Dr AD Friedman

Alan Friedman earned his BS at the University of California at Berkeley and his MD from Harvard Medical School and the Harvard-MIT Health Sciences and Technology program. He did his pediatric residency at Children's Hospital, Boston, followed by a fellowship in pediatric hematology/oncology at Johns Hopkins University, during which he conducted postdoctoral research with Steven McKnight at the Carnegie Institution of Washington. He then joined the faculty of the Johns Hopkins University School of Medicine where he is currently associate professor of Oncology and Pediatrics.

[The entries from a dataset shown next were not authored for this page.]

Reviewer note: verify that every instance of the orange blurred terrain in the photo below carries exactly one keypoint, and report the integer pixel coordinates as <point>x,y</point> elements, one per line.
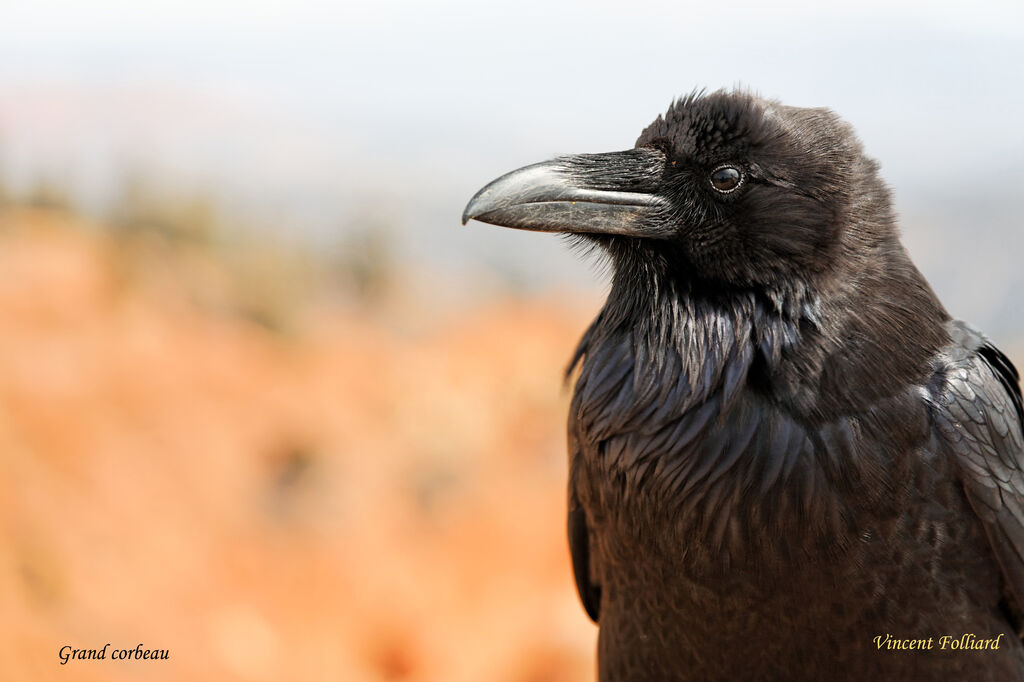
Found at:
<point>355,501</point>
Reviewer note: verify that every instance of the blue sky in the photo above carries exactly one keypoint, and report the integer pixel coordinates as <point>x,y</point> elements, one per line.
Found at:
<point>303,115</point>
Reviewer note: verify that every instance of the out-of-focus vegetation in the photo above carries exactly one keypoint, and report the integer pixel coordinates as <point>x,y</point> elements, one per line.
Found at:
<point>248,455</point>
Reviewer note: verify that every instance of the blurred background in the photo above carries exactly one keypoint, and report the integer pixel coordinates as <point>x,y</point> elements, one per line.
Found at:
<point>266,405</point>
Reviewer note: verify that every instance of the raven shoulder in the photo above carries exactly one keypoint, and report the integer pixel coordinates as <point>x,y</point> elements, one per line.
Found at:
<point>977,407</point>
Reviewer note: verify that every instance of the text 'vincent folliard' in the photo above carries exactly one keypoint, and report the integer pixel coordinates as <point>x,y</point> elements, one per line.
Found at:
<point>138,653</point>
<point>965,642</point>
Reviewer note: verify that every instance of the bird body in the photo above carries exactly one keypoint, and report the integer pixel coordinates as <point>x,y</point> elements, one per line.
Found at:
<point>786,461</point>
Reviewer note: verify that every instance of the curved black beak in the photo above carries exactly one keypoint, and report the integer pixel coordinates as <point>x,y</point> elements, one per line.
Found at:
<point>611,194</point>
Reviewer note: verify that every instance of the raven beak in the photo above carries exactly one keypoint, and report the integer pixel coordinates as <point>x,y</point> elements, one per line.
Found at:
<point>610,194</point>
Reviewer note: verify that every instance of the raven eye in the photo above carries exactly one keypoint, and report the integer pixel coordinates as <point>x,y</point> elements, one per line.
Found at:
<point>726,178</point>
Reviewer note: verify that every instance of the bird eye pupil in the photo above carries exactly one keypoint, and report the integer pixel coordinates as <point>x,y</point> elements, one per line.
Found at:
<point>726,178</point>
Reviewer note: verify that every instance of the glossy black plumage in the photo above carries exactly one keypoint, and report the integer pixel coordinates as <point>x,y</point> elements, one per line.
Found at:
<point>781,446</point>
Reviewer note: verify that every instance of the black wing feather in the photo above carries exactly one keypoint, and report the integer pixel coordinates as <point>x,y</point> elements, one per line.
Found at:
<point>980,413</point>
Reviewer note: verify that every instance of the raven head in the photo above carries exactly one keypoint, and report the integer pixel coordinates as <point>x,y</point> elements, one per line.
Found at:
<point>727,188</point>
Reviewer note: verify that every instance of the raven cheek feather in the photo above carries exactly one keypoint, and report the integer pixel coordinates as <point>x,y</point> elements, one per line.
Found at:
<point>781,448</point>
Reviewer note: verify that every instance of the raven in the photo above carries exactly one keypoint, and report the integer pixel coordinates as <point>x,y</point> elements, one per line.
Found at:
<point>786,460</point>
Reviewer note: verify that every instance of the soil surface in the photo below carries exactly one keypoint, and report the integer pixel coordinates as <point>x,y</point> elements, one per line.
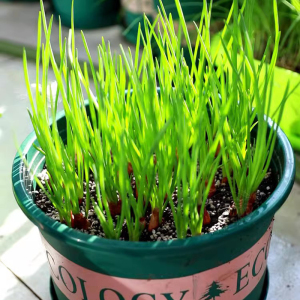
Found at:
<point>218,207</point>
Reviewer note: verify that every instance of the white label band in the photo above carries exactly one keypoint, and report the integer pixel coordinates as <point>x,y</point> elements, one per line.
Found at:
<point>234,280</point>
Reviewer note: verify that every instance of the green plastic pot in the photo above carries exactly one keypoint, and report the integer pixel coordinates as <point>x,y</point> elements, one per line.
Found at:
<point>88,14</point>
<point>81,264</point>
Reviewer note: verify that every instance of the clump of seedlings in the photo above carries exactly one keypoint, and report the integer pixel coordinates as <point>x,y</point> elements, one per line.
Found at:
<point>148,140</point>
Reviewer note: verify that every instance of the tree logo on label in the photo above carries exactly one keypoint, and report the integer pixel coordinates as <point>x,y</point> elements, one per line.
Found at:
<point>213,291</point>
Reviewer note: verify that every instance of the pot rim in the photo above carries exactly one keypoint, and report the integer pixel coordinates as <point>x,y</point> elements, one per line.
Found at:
<point>79,239</point>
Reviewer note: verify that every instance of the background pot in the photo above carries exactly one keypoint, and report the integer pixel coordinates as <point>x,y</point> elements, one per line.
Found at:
<point>87,13</point>
<point>135,9</point>
<point>228,263</point>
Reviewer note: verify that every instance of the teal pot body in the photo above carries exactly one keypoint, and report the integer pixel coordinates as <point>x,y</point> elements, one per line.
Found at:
<point>227,264</point>
<point>88,14</point>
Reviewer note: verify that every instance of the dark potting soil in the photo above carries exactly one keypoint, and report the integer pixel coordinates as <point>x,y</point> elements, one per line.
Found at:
<point>219,207</point>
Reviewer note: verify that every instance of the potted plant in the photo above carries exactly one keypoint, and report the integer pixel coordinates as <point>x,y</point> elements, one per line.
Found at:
<point>134,10</point>
<point>88,14</point>
<point>288,64</point>
<point>163,183</point>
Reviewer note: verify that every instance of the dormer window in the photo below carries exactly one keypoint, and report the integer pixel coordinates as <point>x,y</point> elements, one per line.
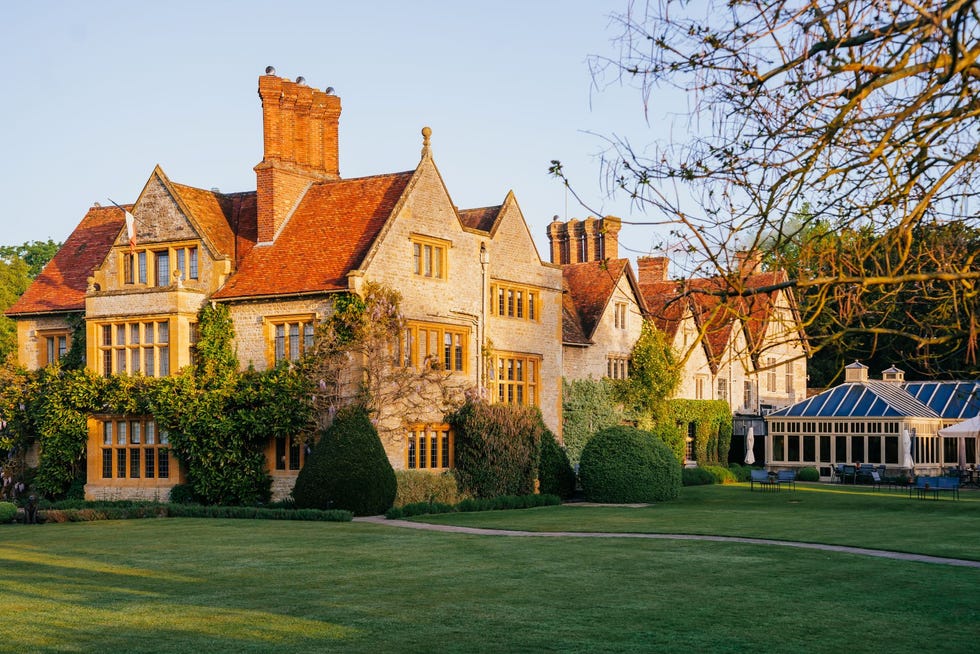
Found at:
<point>430,257</point>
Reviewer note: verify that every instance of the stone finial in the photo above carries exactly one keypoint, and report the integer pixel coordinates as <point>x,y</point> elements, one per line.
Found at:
<point>426,134</point>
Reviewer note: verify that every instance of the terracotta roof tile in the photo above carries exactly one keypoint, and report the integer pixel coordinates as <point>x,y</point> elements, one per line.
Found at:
<point>325,238</point>
<point>62,284</point>
<point>481,219</point>
<point>589,286</point>
<point>211,212</point>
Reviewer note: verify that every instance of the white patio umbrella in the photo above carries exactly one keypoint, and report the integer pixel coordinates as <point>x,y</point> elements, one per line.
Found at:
<point>907,462</point>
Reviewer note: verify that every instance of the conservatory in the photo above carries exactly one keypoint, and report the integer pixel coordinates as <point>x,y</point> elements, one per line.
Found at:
<point>864,421</point>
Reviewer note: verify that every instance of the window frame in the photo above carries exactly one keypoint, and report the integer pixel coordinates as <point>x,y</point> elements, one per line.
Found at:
<point>147,353</point>
<point>523,383</point>
<point>515,301</point>
<point>305,324</point>
<point>430,257</point>
<point>410,352</point>
<point>419,441</point>
<point>134,448</point>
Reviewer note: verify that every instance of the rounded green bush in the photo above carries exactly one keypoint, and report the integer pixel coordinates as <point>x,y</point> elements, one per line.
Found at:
<point>348,469</point>
<point>555,474</point>
<point>721,474</point>
<point>696,477</point>
<point>808,473</point>
<point>8,511</point>
<point>625,464</point>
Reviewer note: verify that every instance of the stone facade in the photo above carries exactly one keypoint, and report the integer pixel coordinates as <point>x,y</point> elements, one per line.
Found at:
<point>278,256</point>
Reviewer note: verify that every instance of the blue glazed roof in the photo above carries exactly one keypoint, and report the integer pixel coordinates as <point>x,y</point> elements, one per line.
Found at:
<point>870,399</point>
<point>958,400</point>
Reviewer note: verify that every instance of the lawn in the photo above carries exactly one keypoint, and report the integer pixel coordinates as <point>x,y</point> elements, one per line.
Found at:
<point>183,585</point>
<point>818,513</point>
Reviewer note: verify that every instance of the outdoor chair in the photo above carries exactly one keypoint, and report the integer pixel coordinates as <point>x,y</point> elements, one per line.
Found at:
<point>762,478</point>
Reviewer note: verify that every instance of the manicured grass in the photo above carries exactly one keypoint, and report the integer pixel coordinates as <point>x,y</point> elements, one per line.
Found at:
<point>188,585</point>
<point>818,513</point>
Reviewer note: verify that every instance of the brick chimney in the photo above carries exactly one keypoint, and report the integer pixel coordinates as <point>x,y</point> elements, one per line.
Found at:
<point>592,239</point>
<point>748,261</point>
<point>300,130</point>
<point>652,269</point>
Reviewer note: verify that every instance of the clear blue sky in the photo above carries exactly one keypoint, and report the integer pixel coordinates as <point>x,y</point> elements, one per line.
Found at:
<point>98,92</point>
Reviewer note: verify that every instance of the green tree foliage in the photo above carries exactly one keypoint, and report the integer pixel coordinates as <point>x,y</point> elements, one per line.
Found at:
<point>57,404</point>
<point>925,325</point>
<point>497,448</point>
<point>588,406</point>
<point>19,264</point>
<point>36,254</point>
<point>555,474</point>
<point>625,464</point>
<point>348,468</point>
<point>654,376</point>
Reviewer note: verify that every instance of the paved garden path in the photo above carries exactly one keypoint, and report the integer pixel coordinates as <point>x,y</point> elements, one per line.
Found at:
<point>863,551</point>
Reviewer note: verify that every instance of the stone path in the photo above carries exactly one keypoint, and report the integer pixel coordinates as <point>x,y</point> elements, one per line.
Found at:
<point>844,549</point>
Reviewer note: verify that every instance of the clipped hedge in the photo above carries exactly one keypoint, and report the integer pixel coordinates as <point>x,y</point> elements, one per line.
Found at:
<point>108,512</point>
<point>696,477</point>
<point>721,474</point>
<point>808,473</point>
<point>348,469</point>
<point>504,502</point>
<point>420,487</point>
<point>625,464</point>
<point>497,448</point>
<point>555,474</point>
<point>8,511</point>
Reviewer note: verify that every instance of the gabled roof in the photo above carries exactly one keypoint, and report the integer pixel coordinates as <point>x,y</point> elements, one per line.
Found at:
<point>62,284</point>
<point>869,399</point>
<point>326,237</point>
<point>217,216</point>
<point>481,219</point>
<point>718,308</point>
<point>588,288</point>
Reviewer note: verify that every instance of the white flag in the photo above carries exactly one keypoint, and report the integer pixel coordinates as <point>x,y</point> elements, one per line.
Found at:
<point>131,230</point>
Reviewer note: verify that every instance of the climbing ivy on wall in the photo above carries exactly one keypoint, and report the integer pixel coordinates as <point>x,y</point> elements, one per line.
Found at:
<point>218,419</point>
<point>588,406</point>
<point>712,421</point>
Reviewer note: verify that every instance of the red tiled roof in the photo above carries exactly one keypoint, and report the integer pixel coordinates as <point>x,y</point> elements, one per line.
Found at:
<point>62,284</point>
<point>211,212</point>
<point>589,286</point>
<point>714,311</point>
<point>481,219</point>
<point>325,238</point>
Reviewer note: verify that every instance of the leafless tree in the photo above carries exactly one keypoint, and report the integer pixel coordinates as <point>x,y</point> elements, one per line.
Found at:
<point>804,116</point>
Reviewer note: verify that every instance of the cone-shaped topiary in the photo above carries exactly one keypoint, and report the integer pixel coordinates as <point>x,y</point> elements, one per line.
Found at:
<point>555,474</point>
<point>625,464</point>
<point>348,469</point>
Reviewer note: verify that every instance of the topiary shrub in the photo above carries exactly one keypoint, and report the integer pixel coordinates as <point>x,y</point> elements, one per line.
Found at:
<point>348,468</point>
<point>416,486</point>
<point>8,511</point>
<point>497,448</point>
<point>696,477</point>
<point>182,494</point>
<point>555,474</point>
<point>625,464</point>
<point>808,473</point>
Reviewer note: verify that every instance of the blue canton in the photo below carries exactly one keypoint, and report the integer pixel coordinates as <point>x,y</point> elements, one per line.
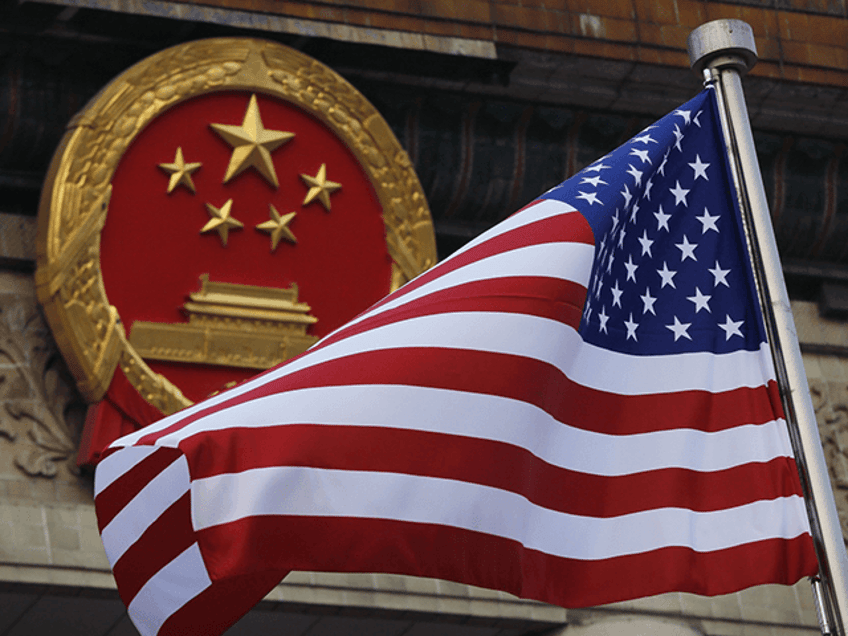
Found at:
<point>671,273</point>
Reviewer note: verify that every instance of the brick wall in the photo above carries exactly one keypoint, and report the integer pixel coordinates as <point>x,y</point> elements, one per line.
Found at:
<point>798,40</point>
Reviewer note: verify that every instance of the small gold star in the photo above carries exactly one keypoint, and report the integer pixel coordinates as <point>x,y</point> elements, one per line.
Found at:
<point>221,221</point>
<point>180,171</point>
<point>252,144</point>
<point>320,187</point>
<point>278,227</point>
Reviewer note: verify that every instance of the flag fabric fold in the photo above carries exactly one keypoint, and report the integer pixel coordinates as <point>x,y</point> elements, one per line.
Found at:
<point>577,407</point>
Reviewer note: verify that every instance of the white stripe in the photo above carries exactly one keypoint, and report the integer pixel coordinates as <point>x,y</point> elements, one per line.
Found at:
<point>503,420</point>
<point>168,590</point>
<point>156,497</point>
<point>543,209</point>
<point>563,261</point>
<point>318,492</point>
<point>557,344</point>
<point>529,336</point>
<point>117,464</point>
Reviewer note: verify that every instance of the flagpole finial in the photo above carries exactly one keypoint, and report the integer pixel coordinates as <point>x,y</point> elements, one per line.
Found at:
<point>722,43</point>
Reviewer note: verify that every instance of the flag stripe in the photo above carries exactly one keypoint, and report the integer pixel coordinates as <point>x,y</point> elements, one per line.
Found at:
<point>169,589</point>
<point>110,469</point>
<point>388,381</point>
<point>499,465</point>
<point>568,261</point>
<point>528,427</point>
<point>544,297</point>
<point>298,490</point>
<point>495,423</point>
<point>113,498</point>
<point>157,495</point>
<point>357,545</point>
<point>165,539</point>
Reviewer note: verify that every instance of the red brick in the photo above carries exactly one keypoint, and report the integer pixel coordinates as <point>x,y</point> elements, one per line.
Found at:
<point>648,55</point>
<point>608,8</point>
<point>396,22</point>
<point>588,47</point>
<point>675,36</point>
<point>620,30</point>
<point>650,34</point>
<point>679,59</point>
<point>691,13</point>
<point>657,11</point>
<point>442,27</point>
<point>473,11</point>
<point>530,40</point>
<point>520,18</point>
<point>437,9</point>
<point>560,44</point>
<point>795,53</point>
<point>767,69</point>
<point>719,11</point>
<point>827,30</point>
<point>475,31</point>
<point>561,22</point>
<point>763,21</point>
<point>767,48</point>
<point>821,76</point>
<point>835,57</point>
<point>793,26</point>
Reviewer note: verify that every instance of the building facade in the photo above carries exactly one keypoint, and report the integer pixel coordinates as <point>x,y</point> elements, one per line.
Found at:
<point>494,102</point>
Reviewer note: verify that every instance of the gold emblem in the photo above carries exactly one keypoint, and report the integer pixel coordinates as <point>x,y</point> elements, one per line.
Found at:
<point>221,221</point>
<point>180,172</point>
<point>278,227</point>
<point>76,198</point>
<point>320,187</point>
<point>252,144</point>
<point>229,324</point>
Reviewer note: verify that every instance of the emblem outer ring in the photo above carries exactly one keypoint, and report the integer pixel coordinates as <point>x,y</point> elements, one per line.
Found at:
<point>75,197</point>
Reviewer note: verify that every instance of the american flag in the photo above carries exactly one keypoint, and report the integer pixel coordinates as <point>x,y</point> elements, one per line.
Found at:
<point>578,407</point>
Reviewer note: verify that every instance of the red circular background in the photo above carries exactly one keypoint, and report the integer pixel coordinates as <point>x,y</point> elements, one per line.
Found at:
<point>152,253</point>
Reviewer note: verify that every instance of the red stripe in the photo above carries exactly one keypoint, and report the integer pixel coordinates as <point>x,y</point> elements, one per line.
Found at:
<point>120,492</point>
<point>527,380</point>
<point>570,227</point>
<point>552,298</point>
<point>513,295</point>
<point>372,545</point>
<point>488,463</point>
<point>163,541</point>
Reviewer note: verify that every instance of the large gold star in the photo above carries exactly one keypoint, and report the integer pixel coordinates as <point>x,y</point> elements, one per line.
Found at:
<point>252,144</point>
<point>278,227</point>
<point>221,221</point>
<point>319,187</point>
<point>180,171</point>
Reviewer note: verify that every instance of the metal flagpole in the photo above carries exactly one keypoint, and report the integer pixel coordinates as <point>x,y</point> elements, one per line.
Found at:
<point>723,50</point>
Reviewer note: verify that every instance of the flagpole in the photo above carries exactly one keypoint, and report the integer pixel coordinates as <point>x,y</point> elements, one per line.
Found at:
<point>723,50</point>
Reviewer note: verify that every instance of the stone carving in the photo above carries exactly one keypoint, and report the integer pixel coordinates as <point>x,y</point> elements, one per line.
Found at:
<point>41,413</point>
<point>830,400</point>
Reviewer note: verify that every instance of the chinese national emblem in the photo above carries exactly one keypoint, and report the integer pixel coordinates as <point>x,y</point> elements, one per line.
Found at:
<point>213,212</point>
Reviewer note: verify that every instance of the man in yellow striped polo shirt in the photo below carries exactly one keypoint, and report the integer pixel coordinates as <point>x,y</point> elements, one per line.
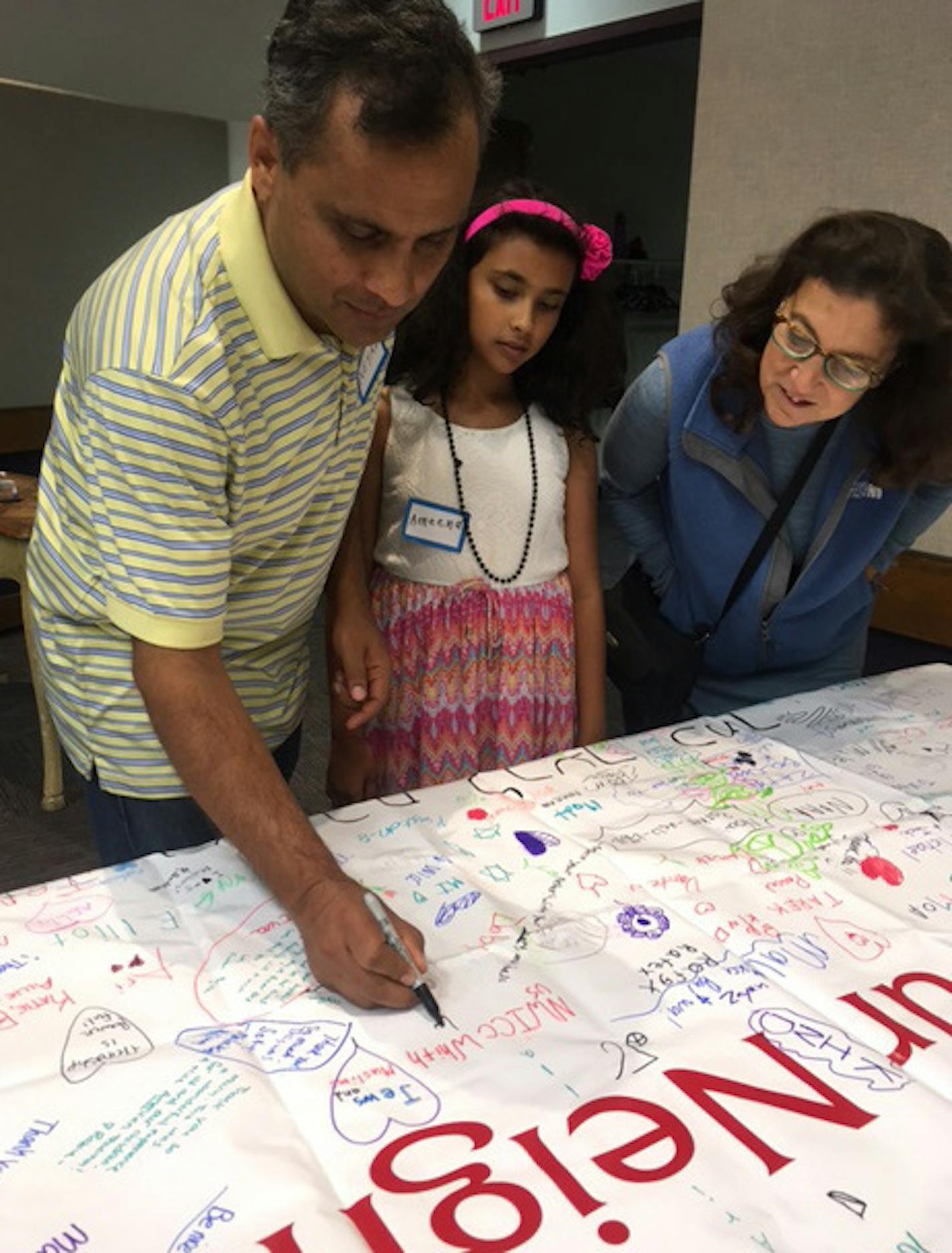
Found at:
<point>216,404</point>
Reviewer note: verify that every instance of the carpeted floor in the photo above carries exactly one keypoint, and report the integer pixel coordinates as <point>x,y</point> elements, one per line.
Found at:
<point>37,846</point>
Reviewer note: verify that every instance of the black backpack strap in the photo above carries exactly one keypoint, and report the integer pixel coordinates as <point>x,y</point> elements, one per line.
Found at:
<point>774,524</point>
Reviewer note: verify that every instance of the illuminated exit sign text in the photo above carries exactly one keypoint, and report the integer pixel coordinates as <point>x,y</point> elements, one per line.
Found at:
<point>491,14</point>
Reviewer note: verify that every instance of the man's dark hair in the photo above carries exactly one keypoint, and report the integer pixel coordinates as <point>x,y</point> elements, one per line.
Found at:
<point>410,63</point>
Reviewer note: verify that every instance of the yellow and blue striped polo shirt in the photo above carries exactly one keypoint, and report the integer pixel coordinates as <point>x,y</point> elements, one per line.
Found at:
<point>203,457</point>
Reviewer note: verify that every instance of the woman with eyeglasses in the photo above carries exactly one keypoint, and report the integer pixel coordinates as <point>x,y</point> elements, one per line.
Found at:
<point>852,325</point>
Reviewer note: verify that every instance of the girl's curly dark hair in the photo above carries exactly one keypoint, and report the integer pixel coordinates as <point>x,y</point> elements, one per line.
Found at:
<point>906,267</point>
<point>579,368</point>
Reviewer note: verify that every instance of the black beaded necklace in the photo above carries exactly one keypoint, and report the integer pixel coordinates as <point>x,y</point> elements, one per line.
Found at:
<point>457,464</point>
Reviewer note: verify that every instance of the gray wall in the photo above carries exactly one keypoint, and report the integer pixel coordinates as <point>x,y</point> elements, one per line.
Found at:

Dr Friedman's research focuses on the transcriptional control of myeloid cell differentiation and transformation. He found that C/EBPα is expressed specifically in myeloid cells within hematopoiesis, that C/EBPα contributes to both granulocyte and monocyte lineage specification and maturation, dependent on cellular context and in part via induction of PU.1 and interaction with AP-1, and that C/EBPα inhibits cell cycle progression to contribute to terminal differentiation. He, in addition, found that C/EBPα or its oncogenic variants inhibit apoptosis via induction of bcl-2 in cooperation with NF-κB p50. His group also found that RUNX1 stimulates myeloid differentiation while at the same time accelerating G1 to S progression and that RUNX1 levels themselves increase during the cell cycle, and he has developed murine models demonstrating cooperation between the dominant inhibitory TEL-AML1 and CBFβ-SMMHC oncoproteins and mutations that accelerate G1. He has also mapped a critical myosin domain in CBFβ-SMMHC required for inhibition of RUNX1.